Тогда я поднимаю взгляд. Встаю. Я только чуть ниже ростом. Его лицо совсем близко. Его бесконечно дорогое бледное лицо.

— Ну, хорошо… Когда-нибудь это должно было случиться… наш разговор… Я тоже…

Что за бессвязный лепет. Но он понимает этот лепет лучше, чем самую вразумительную речь. Он протягивает руки, чтобы обнять меня. И от этого его движения, в котором странно сочетаются робость и мужественность, я вдруг снова обретаю власть над собой. Отстраняю его руки. Смотрю ему в глаза.

— Вместе мы быть не можем, Иван Николаевич. Вы не пойдете на это. И я не пойду. А для флирта я не гожусь.

17

А сплетни все-таки ползут. «Льстится на женатого», — так сказала мне Таранина. Это несправедливо. И обидно. Если б я захотела, он был бы со мной. Но я никогда не пойду на это. Никогда. Будь у меня другая работа, я, возможно, думала бы иначе. А здесь… Слишком много я видела разбитых семей и ребячьего горя. Никто не знает, как я его люблю. Мало радости и много печали приносит мне моя любовь. Но заплатить за свое счастье предательством я не могу. Разбить семью… Да, это значило бы предать то дело, которому я служу.

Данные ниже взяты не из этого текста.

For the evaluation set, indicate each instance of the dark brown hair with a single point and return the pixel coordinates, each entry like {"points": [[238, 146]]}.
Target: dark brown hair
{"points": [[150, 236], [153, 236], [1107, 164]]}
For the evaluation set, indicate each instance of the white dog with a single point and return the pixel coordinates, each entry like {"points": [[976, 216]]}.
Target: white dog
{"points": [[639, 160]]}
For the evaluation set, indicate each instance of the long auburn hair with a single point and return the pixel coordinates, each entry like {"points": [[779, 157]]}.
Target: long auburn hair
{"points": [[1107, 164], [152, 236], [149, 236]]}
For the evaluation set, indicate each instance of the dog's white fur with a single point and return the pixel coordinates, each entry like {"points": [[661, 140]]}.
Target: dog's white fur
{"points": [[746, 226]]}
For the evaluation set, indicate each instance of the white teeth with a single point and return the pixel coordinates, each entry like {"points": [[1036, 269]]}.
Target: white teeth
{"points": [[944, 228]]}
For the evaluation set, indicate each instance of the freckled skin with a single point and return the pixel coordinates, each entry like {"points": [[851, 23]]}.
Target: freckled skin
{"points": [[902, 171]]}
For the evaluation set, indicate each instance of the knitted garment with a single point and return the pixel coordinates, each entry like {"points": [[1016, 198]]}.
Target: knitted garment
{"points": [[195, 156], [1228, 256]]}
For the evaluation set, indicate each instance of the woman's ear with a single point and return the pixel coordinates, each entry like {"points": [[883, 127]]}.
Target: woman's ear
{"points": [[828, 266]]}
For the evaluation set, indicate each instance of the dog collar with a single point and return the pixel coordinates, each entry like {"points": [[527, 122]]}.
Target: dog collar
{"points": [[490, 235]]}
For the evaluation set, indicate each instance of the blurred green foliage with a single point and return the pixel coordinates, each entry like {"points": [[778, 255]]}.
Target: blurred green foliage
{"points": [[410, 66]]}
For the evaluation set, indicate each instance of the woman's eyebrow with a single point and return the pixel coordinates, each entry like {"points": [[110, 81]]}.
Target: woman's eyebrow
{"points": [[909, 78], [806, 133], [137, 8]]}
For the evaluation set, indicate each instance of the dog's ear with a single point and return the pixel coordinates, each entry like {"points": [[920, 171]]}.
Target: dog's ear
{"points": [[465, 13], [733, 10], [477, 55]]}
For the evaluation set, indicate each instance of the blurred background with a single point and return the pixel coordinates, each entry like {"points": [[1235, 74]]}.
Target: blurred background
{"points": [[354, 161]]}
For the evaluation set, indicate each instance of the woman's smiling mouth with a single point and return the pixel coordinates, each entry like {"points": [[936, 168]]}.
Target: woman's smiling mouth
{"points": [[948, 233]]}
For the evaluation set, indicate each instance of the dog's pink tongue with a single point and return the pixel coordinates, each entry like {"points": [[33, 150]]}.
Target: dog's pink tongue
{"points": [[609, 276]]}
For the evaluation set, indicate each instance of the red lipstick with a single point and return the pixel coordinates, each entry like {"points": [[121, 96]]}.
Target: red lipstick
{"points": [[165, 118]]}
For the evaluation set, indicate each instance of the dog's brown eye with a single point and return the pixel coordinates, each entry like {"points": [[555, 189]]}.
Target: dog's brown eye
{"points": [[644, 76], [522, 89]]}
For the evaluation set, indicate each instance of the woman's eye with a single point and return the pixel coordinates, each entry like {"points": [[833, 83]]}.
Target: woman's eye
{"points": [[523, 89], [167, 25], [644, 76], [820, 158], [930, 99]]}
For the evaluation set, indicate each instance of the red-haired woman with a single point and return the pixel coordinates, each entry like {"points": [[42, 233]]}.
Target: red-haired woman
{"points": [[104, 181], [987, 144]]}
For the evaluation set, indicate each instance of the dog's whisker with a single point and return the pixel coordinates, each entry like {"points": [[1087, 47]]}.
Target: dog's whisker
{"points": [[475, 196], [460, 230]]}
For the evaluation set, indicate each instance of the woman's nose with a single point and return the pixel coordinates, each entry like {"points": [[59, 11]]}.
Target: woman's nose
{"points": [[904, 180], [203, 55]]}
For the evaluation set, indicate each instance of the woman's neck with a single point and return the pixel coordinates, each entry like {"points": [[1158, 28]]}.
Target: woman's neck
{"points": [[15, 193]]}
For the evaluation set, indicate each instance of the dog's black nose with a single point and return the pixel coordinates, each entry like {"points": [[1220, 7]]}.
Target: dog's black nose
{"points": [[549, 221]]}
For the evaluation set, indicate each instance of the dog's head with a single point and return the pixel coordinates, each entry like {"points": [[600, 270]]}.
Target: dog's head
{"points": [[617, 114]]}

Ну, вот… Я, кажется, стала рассуждать последовательно и логично. Во-первых, во-вторых… А в сердце такая боль и тоска… Но придется ему смириться. Если и были у меня еще какие-то сомнения, если и пробивались сквозь логику холодных рассуждений неразумные надежды, то после разговора с Эдиком их надо навсегда оставить.

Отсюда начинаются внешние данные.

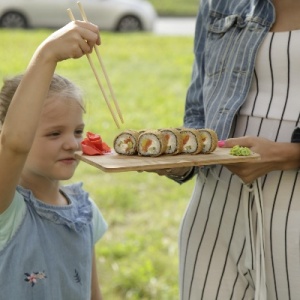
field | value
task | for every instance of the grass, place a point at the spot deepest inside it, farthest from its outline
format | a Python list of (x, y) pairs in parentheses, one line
[(137, 257), (176, 7)]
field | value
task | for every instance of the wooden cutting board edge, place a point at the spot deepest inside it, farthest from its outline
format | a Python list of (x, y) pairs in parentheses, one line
[(114, 163)]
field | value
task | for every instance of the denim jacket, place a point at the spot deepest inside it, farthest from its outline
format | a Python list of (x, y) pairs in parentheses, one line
[(228, 35)]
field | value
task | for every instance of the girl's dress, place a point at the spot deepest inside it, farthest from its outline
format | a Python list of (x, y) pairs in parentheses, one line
[(49, 253), (242, 241)]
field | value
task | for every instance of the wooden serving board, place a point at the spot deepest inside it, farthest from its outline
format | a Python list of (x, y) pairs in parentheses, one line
[(113, 162)]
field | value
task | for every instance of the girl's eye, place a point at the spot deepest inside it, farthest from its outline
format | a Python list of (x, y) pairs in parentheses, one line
[(56, 133), (79, 132)]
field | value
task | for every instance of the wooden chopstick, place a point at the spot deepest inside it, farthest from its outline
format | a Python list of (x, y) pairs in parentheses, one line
[(83, 15), (71, 16)]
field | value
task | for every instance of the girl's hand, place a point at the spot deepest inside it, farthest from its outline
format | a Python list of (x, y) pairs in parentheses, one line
[(274, 156), (71, 41)]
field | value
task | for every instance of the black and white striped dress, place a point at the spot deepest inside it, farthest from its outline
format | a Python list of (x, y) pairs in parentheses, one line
[(223, 253)]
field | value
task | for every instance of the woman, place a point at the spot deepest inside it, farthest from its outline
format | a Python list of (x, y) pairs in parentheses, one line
[(240, 233)]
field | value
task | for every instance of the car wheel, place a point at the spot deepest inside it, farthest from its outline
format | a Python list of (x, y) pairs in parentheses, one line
[(129, 23), (13, 20)]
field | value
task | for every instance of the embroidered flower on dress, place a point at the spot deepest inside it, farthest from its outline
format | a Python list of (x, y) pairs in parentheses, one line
[(34, 277)]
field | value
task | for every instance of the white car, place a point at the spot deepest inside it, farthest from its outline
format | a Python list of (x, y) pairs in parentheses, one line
[(109, 15)]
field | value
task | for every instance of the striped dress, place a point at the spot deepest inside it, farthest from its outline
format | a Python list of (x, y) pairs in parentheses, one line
[(243, 241)]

Эдик пришел ко мне в необычное время — в десять часов утра, когда ему следовало быть в школе. Он и явился с портфелем. Необычно хмурый, голубые, так похожие на отцовские, глаза глядят беспокойно и как будто молча спрашивают о чем-то.

— Что случилось, Эдик? Почему ты не в школе?

— Не хочется учиться, — отвечает Эдик и швыряет свой портфель на диван, точно он ему больше не нужен. — Ничего мне не хочется.

— Садись, расскажи, в чем дело.

Он садится, но молчит.

— Что же, Эдик?

— Не знаю как говорить.

— У тебя, кажется, правило: говорить все или ничего.

— Потому и не знаю…

— Не скрывай ничего, Эдик, — требовательно и вместе с тем по возможности мягко говорю я.

Почему он молчит?

— Эдик!

— У нас вчера был скандал, — с отчаянной решимостью говорит он. — Отец и мать… И я вмешался. Я ей сказал, что это ерунда, бабьи сплетни. Так я ей сказал. Она на меня закричала. И я тоже закричал.

— Вот как. О чем же… В чем же… вы не сошлись?

Эдик не ответил.

— Я ее теперь не люблю, свою мать. Как вспомню… Глаза злые, голос визгливый, сама какая-то встрепанная. «У тебя семья, у тебя дети, а ты все время думаешь о ней, я знаю. И даже на свидания ходишь — люди видели…» Это она отцу.

Все или ничего… Это еще не все. Пусть скажет до конца. Он не верит матери, но все-таки его мучают сомнения. Иначе бы он не пришел.

— Мама ревнует к кому-то твоего отца?

Недолгая пауза. Испытующий взгляд. И, наконец, тихо:

— К вам.

Я молчу. Карандаш дрожит в моей руке, лучше положить его. Вот так. И руку убрать на колени. А то Эдик неправильно поймет мое волнение. Я не виновата перед ним. Или все-таки виновата?

— Нет, вы не думайте, Вера Андреевна. Я не поверил. Я ей так и сказал: это ложь. «Зачем ты кричишь на папу? И еще обвиняешь Веру Андреевну? Ведь они встречались ради меня. Разве ты не видишь, что папа по-другому стал ко мне относиться?» А она говорит: «Он и ко мне стал по-другому относиться».

— А папа? Что же он?

— Ну что… Он, знаете, какой нерешительный… «Лена, перестань, Лена, прошу тебя, ты расстраиваешь детей…» Нет, это нехорошо, что я вам рассказываю… Я не хотел идти. Собрался в школу, но никак в таком настроении не хочется учиться. Походил-походил и пришел к вам. Главное, за вас мне обидно. И за папу. Я же знаю, что ничего не может быть.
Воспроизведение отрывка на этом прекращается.